The rollup uses simple precedence: error wins over running, which wins over stopped. If any protocol has errored the subscription shows as errored (with that protocol's message); if none have errored but at least one is running, it shows as running; otherwise it is stopped. The subscriptions list shows this single rolled-up status — the older per-subscription Received and Output Rate columns were removed, since the health severity and metrics already cover data flow in more detail.

Querying health from the API

All health endpoints live under the collector REST API on port 4030, return JSON, and require a Bearer token. See the API reference for the full endpoint list and request details. The endpoints break down into four shapes:

System snapshot — the overall state, with aggregate counts of healthy / info / warning / critical subscriptions and a devices array.
All devices — just the per-device array from the system snapshot, useful when you want to iterate without the system rollup.
Single device — one device's record, including every subscription health entry under it.
Single subscription — drill down to one subscription, with the individual check results.
History — recent snapshots for trend display.
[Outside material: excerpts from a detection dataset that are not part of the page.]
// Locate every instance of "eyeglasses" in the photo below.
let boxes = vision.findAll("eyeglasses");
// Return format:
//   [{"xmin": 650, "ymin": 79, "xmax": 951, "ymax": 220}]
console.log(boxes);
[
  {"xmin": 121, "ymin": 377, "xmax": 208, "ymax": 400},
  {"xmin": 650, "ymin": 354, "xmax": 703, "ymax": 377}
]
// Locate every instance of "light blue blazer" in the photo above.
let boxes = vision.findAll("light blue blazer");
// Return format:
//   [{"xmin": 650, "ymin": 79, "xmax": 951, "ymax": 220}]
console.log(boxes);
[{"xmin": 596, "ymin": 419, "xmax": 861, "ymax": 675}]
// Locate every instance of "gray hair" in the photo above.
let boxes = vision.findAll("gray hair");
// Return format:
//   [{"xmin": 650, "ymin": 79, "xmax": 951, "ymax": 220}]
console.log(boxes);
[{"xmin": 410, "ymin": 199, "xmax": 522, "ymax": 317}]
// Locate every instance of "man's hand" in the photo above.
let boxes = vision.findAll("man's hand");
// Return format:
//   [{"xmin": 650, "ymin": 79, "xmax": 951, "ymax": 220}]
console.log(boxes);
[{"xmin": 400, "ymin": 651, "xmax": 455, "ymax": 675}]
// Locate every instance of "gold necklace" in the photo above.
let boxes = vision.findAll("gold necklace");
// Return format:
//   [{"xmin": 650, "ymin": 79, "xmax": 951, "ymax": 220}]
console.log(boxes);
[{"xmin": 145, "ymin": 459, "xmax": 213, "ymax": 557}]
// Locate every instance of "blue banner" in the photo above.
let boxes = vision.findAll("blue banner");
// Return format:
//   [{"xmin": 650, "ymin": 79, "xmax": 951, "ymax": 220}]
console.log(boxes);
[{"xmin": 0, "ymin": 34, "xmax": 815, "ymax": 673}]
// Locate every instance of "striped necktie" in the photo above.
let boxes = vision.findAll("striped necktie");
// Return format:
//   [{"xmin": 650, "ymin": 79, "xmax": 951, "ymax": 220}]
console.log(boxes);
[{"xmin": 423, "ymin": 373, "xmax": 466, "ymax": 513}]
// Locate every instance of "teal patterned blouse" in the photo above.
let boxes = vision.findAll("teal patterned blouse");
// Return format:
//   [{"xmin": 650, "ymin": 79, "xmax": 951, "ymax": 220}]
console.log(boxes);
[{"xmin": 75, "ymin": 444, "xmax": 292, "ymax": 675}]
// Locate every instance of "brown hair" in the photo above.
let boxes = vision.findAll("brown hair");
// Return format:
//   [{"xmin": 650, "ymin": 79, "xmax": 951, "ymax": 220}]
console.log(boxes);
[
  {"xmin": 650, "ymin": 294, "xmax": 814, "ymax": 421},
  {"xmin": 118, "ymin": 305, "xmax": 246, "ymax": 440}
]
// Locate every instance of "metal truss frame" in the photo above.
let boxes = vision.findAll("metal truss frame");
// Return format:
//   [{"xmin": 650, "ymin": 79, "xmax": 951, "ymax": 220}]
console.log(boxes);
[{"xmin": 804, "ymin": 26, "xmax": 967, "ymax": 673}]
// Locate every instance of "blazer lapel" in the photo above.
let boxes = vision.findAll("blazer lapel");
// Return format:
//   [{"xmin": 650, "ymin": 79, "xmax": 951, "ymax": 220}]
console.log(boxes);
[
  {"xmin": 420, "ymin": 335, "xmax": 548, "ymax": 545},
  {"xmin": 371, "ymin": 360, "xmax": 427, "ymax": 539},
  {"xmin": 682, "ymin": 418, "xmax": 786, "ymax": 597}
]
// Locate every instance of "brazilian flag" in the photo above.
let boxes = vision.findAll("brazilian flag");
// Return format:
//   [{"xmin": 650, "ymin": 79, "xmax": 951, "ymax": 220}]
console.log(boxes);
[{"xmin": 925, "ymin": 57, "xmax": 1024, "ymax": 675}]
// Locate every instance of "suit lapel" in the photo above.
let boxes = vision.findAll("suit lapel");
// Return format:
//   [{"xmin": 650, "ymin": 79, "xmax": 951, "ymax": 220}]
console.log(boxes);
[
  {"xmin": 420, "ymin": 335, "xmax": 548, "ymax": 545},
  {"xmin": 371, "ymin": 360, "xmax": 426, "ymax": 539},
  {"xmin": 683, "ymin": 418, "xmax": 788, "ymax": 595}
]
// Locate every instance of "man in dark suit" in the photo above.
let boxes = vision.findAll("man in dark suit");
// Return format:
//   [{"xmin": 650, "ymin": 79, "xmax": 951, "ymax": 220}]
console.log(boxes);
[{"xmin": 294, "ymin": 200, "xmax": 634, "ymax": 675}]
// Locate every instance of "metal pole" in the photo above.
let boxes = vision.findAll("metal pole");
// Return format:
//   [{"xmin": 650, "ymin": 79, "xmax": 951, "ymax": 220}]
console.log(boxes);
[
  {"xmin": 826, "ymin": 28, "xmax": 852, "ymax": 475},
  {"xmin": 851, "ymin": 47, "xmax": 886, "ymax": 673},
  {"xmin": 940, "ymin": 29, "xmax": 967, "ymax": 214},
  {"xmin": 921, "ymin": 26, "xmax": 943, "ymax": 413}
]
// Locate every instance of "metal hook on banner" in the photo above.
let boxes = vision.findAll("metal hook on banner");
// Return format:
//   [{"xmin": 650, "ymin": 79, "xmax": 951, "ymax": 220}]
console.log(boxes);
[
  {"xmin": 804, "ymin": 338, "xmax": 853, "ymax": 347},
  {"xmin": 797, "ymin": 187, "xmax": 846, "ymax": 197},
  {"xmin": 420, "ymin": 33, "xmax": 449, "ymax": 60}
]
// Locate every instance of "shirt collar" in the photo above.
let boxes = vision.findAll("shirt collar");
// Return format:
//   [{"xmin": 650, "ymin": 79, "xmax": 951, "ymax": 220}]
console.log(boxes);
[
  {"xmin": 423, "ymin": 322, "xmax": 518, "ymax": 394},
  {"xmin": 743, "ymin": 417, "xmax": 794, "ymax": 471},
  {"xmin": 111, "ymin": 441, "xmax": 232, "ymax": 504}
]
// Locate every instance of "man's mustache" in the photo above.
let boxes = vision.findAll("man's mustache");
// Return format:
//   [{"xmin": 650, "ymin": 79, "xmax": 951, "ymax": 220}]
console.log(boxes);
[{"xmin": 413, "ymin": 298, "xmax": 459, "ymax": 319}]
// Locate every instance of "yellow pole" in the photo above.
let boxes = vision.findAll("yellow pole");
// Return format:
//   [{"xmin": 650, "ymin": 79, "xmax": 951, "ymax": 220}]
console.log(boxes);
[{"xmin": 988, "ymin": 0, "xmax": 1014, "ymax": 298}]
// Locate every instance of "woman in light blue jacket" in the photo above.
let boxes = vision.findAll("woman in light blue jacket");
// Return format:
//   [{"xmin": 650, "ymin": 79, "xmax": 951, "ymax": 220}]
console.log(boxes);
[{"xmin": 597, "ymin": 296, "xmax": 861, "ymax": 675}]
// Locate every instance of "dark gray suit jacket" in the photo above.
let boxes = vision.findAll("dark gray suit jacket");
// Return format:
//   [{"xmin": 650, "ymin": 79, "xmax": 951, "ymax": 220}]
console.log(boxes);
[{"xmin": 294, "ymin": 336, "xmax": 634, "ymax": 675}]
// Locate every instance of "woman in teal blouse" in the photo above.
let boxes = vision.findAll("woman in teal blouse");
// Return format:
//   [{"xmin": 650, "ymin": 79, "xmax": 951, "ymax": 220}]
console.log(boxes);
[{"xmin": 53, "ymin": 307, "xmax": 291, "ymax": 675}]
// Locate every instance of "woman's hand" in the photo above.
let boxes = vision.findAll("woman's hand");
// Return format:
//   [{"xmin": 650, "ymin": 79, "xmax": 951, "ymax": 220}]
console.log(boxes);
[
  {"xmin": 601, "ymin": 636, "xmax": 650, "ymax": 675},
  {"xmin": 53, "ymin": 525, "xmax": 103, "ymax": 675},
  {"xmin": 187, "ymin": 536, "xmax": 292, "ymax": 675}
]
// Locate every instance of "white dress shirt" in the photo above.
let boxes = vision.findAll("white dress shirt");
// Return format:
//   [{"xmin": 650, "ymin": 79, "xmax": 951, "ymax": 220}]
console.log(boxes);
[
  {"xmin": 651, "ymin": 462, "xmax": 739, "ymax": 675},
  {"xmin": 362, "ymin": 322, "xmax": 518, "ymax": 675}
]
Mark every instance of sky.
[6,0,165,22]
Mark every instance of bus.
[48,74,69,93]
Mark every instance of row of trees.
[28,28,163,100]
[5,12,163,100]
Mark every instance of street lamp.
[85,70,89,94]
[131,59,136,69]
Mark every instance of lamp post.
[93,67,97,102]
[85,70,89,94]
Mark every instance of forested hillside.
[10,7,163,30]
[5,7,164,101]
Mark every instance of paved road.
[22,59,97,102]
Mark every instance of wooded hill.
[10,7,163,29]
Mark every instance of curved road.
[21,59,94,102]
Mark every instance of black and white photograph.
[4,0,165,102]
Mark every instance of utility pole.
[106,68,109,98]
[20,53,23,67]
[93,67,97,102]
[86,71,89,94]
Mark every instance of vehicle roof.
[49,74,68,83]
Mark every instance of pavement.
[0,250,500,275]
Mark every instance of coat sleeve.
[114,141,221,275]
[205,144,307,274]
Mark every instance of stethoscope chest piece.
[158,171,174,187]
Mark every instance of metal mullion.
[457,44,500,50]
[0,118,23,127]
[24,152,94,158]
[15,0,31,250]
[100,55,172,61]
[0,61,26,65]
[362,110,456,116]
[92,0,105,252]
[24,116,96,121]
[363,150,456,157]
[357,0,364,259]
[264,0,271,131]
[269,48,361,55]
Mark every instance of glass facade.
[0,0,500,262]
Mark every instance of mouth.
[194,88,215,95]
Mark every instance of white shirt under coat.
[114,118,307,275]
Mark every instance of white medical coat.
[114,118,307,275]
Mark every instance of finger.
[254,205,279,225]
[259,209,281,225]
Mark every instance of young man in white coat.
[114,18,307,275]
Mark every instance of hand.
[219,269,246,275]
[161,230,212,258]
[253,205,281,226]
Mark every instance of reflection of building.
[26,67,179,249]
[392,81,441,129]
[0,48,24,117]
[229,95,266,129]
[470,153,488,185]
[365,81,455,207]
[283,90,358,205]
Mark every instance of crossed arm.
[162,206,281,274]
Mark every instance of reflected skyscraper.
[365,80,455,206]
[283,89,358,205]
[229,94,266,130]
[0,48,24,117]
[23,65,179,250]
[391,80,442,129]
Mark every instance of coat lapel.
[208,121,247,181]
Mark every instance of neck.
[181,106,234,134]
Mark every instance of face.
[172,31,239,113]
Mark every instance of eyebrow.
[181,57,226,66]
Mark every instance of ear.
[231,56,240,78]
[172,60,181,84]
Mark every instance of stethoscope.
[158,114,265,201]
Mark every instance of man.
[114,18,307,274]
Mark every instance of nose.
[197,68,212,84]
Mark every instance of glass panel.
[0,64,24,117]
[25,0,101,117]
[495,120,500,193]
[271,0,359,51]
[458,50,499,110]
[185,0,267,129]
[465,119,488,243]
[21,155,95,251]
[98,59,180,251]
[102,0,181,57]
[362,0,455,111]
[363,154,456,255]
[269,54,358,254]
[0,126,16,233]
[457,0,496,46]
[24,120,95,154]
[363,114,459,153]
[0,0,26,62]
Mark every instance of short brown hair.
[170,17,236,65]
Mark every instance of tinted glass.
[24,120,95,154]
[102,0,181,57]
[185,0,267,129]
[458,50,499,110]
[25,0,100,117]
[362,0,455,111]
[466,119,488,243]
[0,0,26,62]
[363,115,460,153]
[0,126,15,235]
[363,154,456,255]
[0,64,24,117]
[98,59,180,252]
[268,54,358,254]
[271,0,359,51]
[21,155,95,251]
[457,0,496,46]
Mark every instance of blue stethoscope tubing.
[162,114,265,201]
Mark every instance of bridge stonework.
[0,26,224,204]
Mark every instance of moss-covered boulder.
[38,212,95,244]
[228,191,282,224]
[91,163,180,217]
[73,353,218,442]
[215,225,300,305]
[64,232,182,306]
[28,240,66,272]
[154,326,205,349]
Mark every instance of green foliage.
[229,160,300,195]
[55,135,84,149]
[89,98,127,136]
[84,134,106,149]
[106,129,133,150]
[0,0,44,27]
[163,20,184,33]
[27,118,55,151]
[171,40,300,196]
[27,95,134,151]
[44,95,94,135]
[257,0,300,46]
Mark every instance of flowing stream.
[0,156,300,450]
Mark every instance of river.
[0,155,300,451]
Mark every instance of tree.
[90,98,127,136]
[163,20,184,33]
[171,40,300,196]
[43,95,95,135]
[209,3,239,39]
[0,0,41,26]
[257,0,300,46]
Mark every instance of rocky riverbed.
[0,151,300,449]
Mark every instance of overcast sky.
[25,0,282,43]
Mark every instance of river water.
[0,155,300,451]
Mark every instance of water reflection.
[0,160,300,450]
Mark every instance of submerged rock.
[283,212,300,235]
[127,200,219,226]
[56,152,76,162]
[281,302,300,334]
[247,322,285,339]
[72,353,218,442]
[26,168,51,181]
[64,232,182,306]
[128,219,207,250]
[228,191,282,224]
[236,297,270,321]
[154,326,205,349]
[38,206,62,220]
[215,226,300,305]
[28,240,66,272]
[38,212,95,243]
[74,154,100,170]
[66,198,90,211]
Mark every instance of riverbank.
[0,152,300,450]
Snapshots are retained for 7 days on a rolling window.

A typical system response looks like this:

{
  "timestamp": "2026-04-28T10:30:00Z",
  "system-severity": "warning",
  "critical-count": 0,
  "warning-count": 2,
  "info-count": 1,
  "healthy-count": 14,
  "total-count": 17,
  "devices": [
    {
      "device-id": 1,
      "hostname": "router-core-01.example.com",
      "severity": "warning",
      "subscriptions": [ ]
    }
  ]
}

A subscription-level result inside that tree carries the failing check name, its category, the pipeline stage, the message that the UI displays, and (where applicable) the value and threshold that triggered it.

Curl examples

Replace the host and token with your own:

export COLLECTOR=https://collector.example.com:4030
export TOKEN="<your-api-token>"

# System-wide health
curl -s -H "Authorization: Bearer $TOKEN" \
  "$COLLECTOR/api/v1/health"

# One device
curl -s -H "Authorization: Bearer $TOKEN" \
  "$COLLECTOR/api/v1/health/devices/1"

# Recent history (system-level)
curl -s -H "Authorization: Bearer $TOKEN" \
  "$COLLECTOR/api/v1/health/history"

Bruno: 11 Health / System health, 11 Health / Device health, 11 Health / Health history

For local installs, point COLLECTOR at https://collector.example.com instead.

Healthy vs degraded — how to read it

A single field is enough to drive a binary alert: system-severity on the system snapshot.

healthy or info — the collection pipeline is working. No alert.
warning — something is off but data is still flowing. Page if it persists across multiple evaluation cycles.
critical — at least one subscription has a broken pipeline. Page immediately.

If you want a more granular alert (per-device, per-subscription, per-check), iterate devices[*].subscriptions[*] and filter on severity == "critical" and issue-count > 0. The results array on each subscription gives you the check name, the category, and a human-readable message that you can paste into the alert payload so the on-call engineer knows what to look at.